Clinton/Gore played that trick on us back in the 1990s and look what happened. There will be no environmental improvements until we suck all the oil dry.
As for Obama's disturbing picks, try looking at his voting record during his senate tenure and prove to me that he's any different from Dubya.
Obama is little more than an articulate George Bush, issuing the daily platitude.
-- ekaton aka d.k.shaw
You are absolutely correct, sir. Once all the oil is gone, so goes this horrible planet grinder called 'civilization' and many of us along with it. At least for the earth, that will be a great environmental improvement.
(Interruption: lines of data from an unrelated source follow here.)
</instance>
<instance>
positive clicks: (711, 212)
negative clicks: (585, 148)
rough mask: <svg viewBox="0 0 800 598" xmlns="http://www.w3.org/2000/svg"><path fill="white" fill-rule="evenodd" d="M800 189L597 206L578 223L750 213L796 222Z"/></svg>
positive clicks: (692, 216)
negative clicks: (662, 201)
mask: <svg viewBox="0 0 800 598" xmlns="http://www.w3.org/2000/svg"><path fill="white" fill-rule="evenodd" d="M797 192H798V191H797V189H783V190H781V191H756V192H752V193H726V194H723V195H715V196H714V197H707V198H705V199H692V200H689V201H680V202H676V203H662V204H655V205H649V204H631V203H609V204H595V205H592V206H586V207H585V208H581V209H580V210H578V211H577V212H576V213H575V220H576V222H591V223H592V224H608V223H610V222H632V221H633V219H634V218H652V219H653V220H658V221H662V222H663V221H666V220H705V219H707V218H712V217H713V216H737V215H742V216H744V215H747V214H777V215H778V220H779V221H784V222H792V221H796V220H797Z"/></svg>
Obama or any of his ilk can do nothing to disturb nor shock me. When you look at the premises that support this whole thing you understand that, once 'Joe Six-Pack' is starving, scared and fearful, it will be too late to fix anything.
The so-called developing world has been our canary in a cage. We've sat back and watched the CIA, IMF and USA supported local dictators as they starved, tortured, raped, murdered and completely devastated their landbases and people in their charge. We did nothing as long as good ol' Unca Sam kept the goodies coming.
When all of the repercussions of this finally arrives at Joe Six-Pack's door, nothing can nor will be done for him. Just as our compatriots who's 'resources' the US government paid good money to have stolen by proxy, who's lands have been destroyed in order to give us tomatoes in winter, and whose blood the US government has spilled to defend the right of corporate pillaging, so too will we fall.
"Power concedes nothing without a demand. It never did and it never will." -- Frederick Douglass
There is a reason why pure capitalism has never existed. Capitalism is very volatile. Everytime strict controls have been taken off of capitalism, it blows up; always has, always will.
Economists = Mammon's lawyers.
Recession in deed! Depression, in reality. Tonight's 60 Minutes spelled it out for J.Q.P.: events like Enron brought us, gambling like the markets brought us, oil futures which made millions for many of the big guys we have been bailing out! Capitalism does not work as touted; we need, the country needs, to nationalize such as oil, health care, transportation, infrastructure, education K through graduate school, medicine, engineering etc. Doctors, must not start practices as indebted paupers, teachers need to be skillfully trained to be skilled, and course work and content must be made broad and exciting. All good elements should join to help take all people to the world we can envision, one which belongs to all people on earth.